Cachexia
| Cachexia | |
|---|---|
| Other names | Wasting syndrome |
| Person with cancer-associated cachexia | |
| Specialty | Oncology, internal medicine, physical medicine and rehabilitation |
| Symptoms | Sudden weight loss, altered eating signals |
| Prognosis | Very poor |
| Frequency | 1% |
| Deaths | 1.5 to 2 million people a year |
Cachexia (/kəˈkɛksiə/ ⓘ) is a syndrome that occurs in people with certain illnesses, causing muscle loss that cannot be fully reversed with improved nutrition. It most commonly occurs in cases of cancer, congestive heart failure, chronic obstructive pulmonary disease, chronic kidney disease, and AIDS. These conditions change how the body handles inflammation, metabolism, and brain signaling. This can lead to muscle loss and other harmful changes to body composition over time. Unlike weight loss from inadequate caloric intake, cachexia mainly causes muscle loss and can happen with or without fat loss. Diagnosis of cachexia is difficult because there are no clear guidelines, and its occurrence varies from one affected person to the next.

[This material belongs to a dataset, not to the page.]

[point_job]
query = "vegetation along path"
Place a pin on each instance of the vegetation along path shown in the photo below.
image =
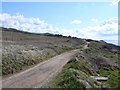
(39, 75)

Like malnutrition, cachexia can lead to worse health outcomes and lower quality of life. The prognosis of patients with cachexia varies depending on the type and severity of the underlying illness, but is typically poor, especially with patients in late stages of disease. Cachexia can improve significantly with effective treatment of the underlying illness, but symptomatic treatment approaches such as nutritional therapy and exercise typically do not result in reversal of the syndrome, and have very limited benefit in advanced cases of cachexia.